TheButteryNoodle

TheButteryNoodle OP t1_iyo7url wrote

Right. Model parallelization was one of my concerns with any type of dual GPU setup as it can be a hassle at times and isn't always suitable for all models/use cases.

As for the A100, the general plan was to purchase a card that still has Nvidia's Manufacturer Warranty active (albeit that may be a bit tough at that price point). If there is any type of extended warranty that I could purchase, whether it's from Nvidia or a reputable third party, I would definitely be looking into those. In general, if the A100 was the route I would be going, there would be some level of protection purchased, even if it costs a little bit more.

As for the cooling, you're right... that is another pain point to consider. The case that I currently have is a fractal design torrent. In this case I have 2 180mm fans in the front, 3 140mm fans at the bottom, and then a 120mm exhaust fan at the back. I would hope that these fans alongside an initial blower fan setup would provide sufficient airflow. However, if it doesn't, I would likely move again to custom water cooling.

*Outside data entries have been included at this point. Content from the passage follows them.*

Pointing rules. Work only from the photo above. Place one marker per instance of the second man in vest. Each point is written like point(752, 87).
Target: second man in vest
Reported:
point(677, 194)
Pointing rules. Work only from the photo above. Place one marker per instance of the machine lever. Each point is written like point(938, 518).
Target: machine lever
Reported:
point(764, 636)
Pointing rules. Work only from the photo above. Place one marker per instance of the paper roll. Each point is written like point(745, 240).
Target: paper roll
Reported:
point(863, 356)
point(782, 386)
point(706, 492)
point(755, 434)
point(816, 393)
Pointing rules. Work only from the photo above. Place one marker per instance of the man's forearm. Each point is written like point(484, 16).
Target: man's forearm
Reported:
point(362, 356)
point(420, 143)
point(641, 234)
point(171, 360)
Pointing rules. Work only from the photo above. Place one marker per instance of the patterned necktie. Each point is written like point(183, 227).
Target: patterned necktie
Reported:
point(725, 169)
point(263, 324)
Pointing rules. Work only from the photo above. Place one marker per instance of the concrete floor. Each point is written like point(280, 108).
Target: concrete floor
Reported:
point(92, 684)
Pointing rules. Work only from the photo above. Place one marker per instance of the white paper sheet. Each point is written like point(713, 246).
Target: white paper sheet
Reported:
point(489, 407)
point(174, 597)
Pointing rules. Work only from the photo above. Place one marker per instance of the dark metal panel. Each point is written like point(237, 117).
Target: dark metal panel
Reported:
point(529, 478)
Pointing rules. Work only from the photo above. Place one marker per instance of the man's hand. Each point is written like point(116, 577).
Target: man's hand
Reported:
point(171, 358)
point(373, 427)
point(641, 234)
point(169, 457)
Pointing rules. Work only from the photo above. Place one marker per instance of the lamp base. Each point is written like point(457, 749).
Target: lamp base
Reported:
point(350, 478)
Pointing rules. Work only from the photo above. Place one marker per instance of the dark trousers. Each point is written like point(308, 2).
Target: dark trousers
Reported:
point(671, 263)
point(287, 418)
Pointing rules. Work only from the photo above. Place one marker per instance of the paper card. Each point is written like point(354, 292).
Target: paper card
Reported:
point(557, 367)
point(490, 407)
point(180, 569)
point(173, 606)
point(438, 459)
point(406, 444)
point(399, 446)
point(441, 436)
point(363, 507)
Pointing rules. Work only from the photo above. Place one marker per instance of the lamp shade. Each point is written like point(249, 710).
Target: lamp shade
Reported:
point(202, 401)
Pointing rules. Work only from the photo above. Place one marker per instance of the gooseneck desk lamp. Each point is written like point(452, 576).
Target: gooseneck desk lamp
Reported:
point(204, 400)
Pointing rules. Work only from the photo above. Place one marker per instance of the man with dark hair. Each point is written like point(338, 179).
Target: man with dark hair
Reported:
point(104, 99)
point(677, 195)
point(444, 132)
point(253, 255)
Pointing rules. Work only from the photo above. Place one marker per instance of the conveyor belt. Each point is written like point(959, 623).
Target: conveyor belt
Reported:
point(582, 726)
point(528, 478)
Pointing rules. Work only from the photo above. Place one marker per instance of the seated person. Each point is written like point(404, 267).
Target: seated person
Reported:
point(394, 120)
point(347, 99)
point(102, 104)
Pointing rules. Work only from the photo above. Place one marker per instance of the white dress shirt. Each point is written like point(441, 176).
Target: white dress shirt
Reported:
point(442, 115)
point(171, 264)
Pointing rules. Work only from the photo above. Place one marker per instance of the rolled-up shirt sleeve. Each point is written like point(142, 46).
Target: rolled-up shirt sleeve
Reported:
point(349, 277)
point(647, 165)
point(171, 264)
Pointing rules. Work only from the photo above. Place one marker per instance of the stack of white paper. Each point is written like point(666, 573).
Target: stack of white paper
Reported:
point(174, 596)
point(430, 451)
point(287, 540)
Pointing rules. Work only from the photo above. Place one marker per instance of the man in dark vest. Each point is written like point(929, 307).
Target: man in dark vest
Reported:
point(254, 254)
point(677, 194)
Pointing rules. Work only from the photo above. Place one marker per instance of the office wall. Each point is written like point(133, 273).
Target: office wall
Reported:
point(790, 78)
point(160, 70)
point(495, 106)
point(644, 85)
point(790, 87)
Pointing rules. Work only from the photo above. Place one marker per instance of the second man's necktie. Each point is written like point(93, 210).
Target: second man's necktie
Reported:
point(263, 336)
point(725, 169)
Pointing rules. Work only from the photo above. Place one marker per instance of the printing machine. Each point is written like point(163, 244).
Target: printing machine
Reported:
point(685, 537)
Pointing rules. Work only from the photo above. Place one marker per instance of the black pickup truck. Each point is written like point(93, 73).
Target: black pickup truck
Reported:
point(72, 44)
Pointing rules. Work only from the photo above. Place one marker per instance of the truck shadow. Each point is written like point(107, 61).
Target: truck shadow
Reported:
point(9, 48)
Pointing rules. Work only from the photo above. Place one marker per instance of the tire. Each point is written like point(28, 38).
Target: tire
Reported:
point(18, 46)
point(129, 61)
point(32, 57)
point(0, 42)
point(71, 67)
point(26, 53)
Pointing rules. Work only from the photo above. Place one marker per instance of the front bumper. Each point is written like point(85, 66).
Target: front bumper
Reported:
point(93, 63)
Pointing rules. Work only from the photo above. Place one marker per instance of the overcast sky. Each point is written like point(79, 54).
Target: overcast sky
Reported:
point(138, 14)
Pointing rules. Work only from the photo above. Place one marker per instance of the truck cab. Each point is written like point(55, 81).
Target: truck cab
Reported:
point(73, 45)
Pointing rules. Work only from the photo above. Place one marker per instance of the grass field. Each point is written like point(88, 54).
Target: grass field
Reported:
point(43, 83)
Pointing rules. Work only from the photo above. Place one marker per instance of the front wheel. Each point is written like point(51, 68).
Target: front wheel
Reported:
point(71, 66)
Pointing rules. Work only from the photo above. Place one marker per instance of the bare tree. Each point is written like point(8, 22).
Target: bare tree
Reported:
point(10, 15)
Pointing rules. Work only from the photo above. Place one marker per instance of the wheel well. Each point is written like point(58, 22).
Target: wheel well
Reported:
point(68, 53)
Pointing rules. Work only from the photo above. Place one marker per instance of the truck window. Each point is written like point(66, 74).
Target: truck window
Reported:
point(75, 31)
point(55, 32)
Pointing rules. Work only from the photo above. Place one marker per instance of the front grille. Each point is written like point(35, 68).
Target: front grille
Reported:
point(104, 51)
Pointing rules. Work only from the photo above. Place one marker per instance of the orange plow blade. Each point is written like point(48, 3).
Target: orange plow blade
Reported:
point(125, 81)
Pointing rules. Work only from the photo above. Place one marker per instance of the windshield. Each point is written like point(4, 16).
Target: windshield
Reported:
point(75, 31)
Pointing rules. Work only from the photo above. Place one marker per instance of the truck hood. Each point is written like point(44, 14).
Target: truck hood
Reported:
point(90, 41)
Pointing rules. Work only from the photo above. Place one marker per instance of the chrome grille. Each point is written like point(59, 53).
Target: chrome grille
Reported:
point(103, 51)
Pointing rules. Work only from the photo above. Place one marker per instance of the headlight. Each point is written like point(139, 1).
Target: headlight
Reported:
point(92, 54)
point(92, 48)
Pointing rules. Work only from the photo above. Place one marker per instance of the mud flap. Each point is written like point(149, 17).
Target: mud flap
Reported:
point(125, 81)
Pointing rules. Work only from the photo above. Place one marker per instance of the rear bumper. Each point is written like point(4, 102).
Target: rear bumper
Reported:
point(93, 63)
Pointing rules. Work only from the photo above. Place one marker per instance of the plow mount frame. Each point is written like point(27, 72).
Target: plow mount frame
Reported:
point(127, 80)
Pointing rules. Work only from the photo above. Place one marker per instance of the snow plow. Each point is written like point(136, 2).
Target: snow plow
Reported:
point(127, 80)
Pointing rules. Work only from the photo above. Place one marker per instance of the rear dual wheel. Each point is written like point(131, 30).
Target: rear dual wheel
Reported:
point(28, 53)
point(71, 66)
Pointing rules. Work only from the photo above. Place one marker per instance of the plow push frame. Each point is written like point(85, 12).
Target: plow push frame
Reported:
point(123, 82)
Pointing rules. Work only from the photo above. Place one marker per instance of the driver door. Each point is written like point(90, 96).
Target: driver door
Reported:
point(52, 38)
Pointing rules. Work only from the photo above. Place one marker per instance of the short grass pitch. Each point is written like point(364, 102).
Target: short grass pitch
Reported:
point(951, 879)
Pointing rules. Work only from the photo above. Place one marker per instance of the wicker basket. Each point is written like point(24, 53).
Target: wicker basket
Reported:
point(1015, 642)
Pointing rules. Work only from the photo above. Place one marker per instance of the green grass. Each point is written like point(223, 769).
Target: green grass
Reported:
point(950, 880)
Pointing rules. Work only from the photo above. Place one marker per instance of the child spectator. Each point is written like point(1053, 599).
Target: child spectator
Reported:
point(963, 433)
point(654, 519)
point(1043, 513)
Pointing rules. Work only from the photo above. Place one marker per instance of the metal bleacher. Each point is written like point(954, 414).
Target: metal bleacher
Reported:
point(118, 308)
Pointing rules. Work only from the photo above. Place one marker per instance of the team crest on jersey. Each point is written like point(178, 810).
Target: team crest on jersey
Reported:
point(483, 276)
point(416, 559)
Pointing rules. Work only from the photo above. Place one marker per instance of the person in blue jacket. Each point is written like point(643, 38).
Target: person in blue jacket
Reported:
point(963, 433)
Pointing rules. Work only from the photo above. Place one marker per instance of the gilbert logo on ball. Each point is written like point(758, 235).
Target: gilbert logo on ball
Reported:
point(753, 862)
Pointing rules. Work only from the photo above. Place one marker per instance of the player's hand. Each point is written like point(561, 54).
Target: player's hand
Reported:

What I'm not sure though is how close the performance of the RTX 6000 ADA comes to an A100. If the performance difference isn't ridiculous for fp16 and fp32, then it would likely make sense to lean toward the 6000. Also, there is the fp8 performance for the 6000 with CUDA 12 being right around the corner.

2

TheButteryNoodle OP t1_iynr0g4 wrote

Hey there! Thanks for the response! I'm a little bit of a novice when it comes to how nvlink works, but wouldn't you still need to use model parallelization to fit a model over 24GB with 2x 3090s connected via nvlink? I thought they would effectively still show as two different devices, similar to 2 4090s; of course the benefit here being that the nvlink bridge directly connects the two gpus instead of going over pcie. Not too knowledgeable about this, so please feel free to correct me if I'm wrong!

1